Saturday, July 27, 2013

Two Pages a Day: Eighty-Six

Chapter Nine
Elmy,
            They took to calling themselves the dead. That was the name of my new army. I suspect Nogilian began it, though I did nothing to fight its spread. It asserted common experience, bonding the men together. It reminded them of what they fought for and who had done it to them. And it connoted a certain invulnerability: you can only really kill the living.
            Oh, I would have tried that last upon myself. In the end, Ash had to tie me to my cot until the delirium passed. Though he would never admit it, for most of three days Nogilian had been in command. Afterwards, I tried to convince him to stay that way.
            “You’re clearly more suited,” I said. “The men worship you every time they stand.”
            Ash had finally explained that strange hand motion with the crooked thumbs. It’s both a religious gesture and salute, with the fingers. They’re showing eight, the number of the inhabited regions of the world, the number of the months, of the days of the week and hours of the day. It’s also the number of the Guardians, the number of the parts of the temples, the number of years of significant life phases. Hell, Elmy, it’s probably the number of times they shit.
            It used to terrify them that the Augers came in ranks of nine. That meant the universe was out of whack.

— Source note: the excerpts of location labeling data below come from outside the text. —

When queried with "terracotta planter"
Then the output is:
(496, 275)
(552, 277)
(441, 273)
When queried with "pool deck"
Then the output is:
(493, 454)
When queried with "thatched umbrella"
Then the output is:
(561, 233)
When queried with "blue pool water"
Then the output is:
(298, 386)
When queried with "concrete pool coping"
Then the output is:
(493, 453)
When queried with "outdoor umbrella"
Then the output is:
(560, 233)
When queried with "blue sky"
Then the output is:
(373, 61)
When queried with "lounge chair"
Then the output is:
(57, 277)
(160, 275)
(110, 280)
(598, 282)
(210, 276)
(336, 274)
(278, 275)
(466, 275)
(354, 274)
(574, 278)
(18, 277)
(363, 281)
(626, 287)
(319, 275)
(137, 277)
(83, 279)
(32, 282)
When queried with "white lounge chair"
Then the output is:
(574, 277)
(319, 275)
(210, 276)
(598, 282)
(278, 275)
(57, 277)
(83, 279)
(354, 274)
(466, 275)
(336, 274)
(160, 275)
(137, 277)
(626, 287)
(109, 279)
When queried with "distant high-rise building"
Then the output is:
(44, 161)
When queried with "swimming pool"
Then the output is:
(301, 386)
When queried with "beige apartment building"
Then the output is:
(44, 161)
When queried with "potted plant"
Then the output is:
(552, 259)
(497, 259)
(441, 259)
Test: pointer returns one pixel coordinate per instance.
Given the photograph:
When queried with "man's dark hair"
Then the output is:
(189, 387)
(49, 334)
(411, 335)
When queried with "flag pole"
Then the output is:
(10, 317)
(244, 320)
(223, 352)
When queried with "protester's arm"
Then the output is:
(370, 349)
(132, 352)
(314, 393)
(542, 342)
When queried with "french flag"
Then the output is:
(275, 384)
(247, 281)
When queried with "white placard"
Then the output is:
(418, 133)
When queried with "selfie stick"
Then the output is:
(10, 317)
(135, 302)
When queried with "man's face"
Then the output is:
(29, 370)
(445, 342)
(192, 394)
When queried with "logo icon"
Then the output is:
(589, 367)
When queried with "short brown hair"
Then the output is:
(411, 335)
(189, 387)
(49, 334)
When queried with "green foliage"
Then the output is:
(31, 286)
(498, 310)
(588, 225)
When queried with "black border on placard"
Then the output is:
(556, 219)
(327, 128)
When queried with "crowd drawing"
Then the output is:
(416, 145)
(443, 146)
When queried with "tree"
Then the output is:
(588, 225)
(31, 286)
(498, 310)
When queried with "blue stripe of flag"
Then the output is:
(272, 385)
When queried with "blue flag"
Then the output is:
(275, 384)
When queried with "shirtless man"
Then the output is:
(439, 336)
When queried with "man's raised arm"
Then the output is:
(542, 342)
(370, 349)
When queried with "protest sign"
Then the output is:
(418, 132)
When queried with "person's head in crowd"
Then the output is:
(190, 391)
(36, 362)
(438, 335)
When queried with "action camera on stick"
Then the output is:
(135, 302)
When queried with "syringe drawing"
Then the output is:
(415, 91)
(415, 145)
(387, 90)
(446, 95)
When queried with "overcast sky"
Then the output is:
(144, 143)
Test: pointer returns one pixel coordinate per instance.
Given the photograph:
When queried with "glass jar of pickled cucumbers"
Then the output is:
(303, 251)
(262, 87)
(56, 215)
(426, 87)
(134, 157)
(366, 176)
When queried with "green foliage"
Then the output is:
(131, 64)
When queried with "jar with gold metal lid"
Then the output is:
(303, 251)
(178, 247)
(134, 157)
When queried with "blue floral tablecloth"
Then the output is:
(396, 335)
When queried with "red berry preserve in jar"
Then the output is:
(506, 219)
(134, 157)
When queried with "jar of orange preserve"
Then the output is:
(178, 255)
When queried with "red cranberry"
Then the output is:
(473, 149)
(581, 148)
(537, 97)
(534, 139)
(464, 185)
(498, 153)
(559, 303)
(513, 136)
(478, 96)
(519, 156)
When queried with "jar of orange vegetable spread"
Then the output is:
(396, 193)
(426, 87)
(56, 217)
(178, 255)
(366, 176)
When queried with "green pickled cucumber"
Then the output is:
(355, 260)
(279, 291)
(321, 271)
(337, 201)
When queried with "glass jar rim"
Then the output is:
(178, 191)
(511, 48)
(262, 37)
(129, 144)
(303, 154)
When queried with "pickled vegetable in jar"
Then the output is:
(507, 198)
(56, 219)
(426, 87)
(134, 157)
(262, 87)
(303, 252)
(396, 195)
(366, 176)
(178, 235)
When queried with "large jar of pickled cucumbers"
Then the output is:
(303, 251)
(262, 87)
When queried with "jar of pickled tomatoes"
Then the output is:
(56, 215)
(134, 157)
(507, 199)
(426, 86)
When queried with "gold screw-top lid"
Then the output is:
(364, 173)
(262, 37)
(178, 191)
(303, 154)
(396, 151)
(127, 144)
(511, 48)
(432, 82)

It meant excess and chaos and cancerous disagreement. And wouldn’t you know it, it also signified the end of the world, which turned out to be more or less correct.
            Nogilian did not respond. Elmy, I lost one interstellar battle. Nogilian had lost two armies. “You have the infantry, then,” I said. “Someone’s got to see to the purely military side of things. Get my people trained.” 

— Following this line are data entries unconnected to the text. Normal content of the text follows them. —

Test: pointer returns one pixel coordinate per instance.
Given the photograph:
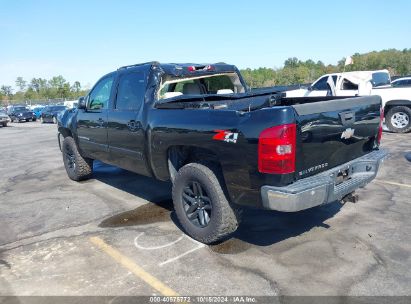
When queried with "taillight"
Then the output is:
(276, 149)
(380, 127)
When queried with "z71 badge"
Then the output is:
(226, 136)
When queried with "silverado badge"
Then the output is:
(348, 133)
(226, 136)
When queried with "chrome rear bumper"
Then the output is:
(322, 188)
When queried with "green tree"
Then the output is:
(6, 91)
(21, 83)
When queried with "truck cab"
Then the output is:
(222, 146)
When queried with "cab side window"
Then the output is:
(100, 95)
(131, 91)
(321, 85)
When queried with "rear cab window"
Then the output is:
(228, 83)
(380, 79)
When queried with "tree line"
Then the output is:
(42, 89)
(294, 71)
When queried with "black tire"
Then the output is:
(223, 218)
(77, 167)
(398, 119)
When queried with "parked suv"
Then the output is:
(49, 113)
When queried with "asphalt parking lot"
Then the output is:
(116, 234)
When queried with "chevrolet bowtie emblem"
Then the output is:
(348, 133)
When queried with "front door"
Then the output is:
(92, 122)
(125, 131)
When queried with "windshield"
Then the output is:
(380, 79)
(20, 109)
(56, 108)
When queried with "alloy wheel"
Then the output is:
(70, 158)
(400, 120)
(197, 204)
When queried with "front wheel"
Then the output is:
(398, 119)
(201, 205)
(77, 167)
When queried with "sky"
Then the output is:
(83, 40)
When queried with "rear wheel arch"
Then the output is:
(396, 102)
(178, 156)
(65, 132)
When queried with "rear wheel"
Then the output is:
(77, 167)
(398, 119)
(201, 205)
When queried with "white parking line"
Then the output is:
(181, 255)
(199, 246)
(393, 183)
(155, 247)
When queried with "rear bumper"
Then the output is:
(322, 188)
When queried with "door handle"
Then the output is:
(347, 118)
(132, 125)
(100, 121)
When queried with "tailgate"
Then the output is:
(334, 132)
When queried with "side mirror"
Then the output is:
(81, 103)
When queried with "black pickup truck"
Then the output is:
(222, 145)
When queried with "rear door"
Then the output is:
(92, 121)
(334, 132)
(321, 87)
(125, 130)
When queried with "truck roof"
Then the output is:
(183, 69)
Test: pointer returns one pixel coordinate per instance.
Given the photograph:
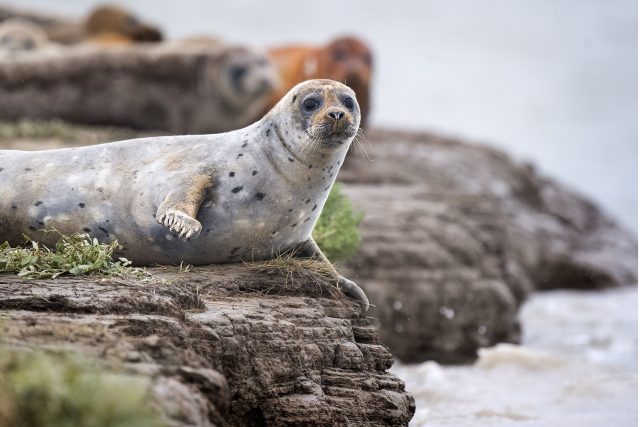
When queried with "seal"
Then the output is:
(345, 59)
(182, 88)
(109, 24)
(19, 36)
(249, 194)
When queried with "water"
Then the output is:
(551, 81)
(577, 366)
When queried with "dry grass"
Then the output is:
(40, 389)
(298, 273)
(75, 255)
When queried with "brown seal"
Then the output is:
(346, 59)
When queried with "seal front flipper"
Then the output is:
(179, 209)
(310, 249)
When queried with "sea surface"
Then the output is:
(550, 81)
(577, 367)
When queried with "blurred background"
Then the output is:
(554, 82)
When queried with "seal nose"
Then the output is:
(337, 115)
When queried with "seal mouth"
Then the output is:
(328, 135)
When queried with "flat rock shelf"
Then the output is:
(221, 345)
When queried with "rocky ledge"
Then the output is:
(221, 345)
(456, 235)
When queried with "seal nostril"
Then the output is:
(337, 115)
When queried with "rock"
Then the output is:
(456, 235)
(223, 345)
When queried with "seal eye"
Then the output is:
(348, 102)
(310, 104)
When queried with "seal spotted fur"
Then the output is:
(248, 194)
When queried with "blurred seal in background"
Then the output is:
(19, 36)
(345, 59)
(173, 87)
(113, 24)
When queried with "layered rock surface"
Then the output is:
(456, 235)
(225, 345)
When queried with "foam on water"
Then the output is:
(577, 366)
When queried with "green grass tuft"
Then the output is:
(65, 390)
(336, 231)
(75, 255)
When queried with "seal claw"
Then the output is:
(181, 224)
(353, 291)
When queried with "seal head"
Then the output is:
(324, 112)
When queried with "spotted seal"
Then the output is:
(248, 194)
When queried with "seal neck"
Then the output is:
(293, 155)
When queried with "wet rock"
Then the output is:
(456, 235)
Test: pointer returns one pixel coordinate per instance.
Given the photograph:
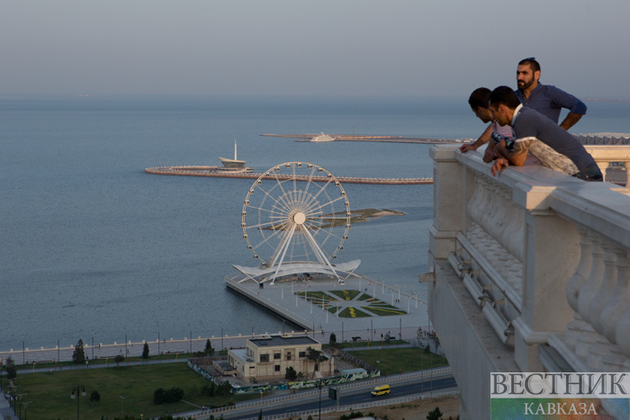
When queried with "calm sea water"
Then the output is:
(94, 247)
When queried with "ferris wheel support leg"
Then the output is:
(317, 249)
(284, 251)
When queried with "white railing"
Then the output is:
(545, 255)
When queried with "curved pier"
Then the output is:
(212, 171)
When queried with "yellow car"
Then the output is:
(380, 390)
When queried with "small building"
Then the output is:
(268, 358)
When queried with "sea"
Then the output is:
(93, 247)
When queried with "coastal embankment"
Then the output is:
(214, 171)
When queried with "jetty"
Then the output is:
(384, 139)
(215, 171)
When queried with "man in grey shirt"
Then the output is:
(531, 127)
(546, 99)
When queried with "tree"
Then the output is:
(420, 336)
(316, 357)
(119, 358)
(209, 349)
(435, 414)
(79, 354)
(145, 351)
(437, 342)
(95, 396)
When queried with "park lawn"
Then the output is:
(351, 312)
(110, 361)
(384, 311)
(392, 361)
(346, 294)
(50, 391)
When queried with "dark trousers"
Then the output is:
(590, 173)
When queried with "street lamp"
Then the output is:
(126, 351)
(78, 396)
(25, 407)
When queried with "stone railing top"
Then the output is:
(602, 206)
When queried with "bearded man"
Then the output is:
(546, 99)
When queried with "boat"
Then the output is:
(322, 138)
(234, 165)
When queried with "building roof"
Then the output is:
(280, 341)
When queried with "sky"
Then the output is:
(282, 47)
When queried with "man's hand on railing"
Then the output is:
(467, 147)
(499, 165)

            When his eyes fell I knew he had accepted. I was sorry. But only his heart had broken, and a great deal of his will. His talent for command remained intact. And he retained too much honor to let his grief affect his duties. He knew what needed doing, and I needed everyone who could get it done.
            So I behaved capably myself. Those old softies the apes, I soon discovered, did not even attack parties larger than fifteen or so. I kept all our squads to ten, and my knowledge to myself. I was playing this one to win. We needed the experience.  
            We soon filled the archipelago. Ki had non-combatants shovel new islands into being, which may have also been a suggestion from me. There came a day when I ordered a leviathan hunt. We lost as many men doing that as we did during the average monkey raid. But Ki said we did it by the book, that the ones standing as bait understood they took their chances.  
             “How many today?” I asked Nogilian. We were all meeting outside my tent in our nightly confab. Just as the Academy taught it. Identify, delegate, and reassess. Each led a portion of the army but took different additional duty.
            “One in the morning. None this afternoon. We’ve exhausted all the grids.” He was bored but did not say so. In even our brief conversations, it was clear that he was the most sublime tactical mind I had ever met.   
            I turned to my logistics man. “Tevantes?” I asked.
            “If we go much further into the swamp, our foragers will have to take rations with them.”
            “Right, that was what I thought. Ki?”

            She knew what I was asking. “We’re right at five thousand. Cohesion is what it is. They can march, they’ll do what we say. We’ve done a lot of training, and we know they’ll stay together in most situations. The mixed ranks are doing well, but the civilians have never fought an enemy they could actually see.”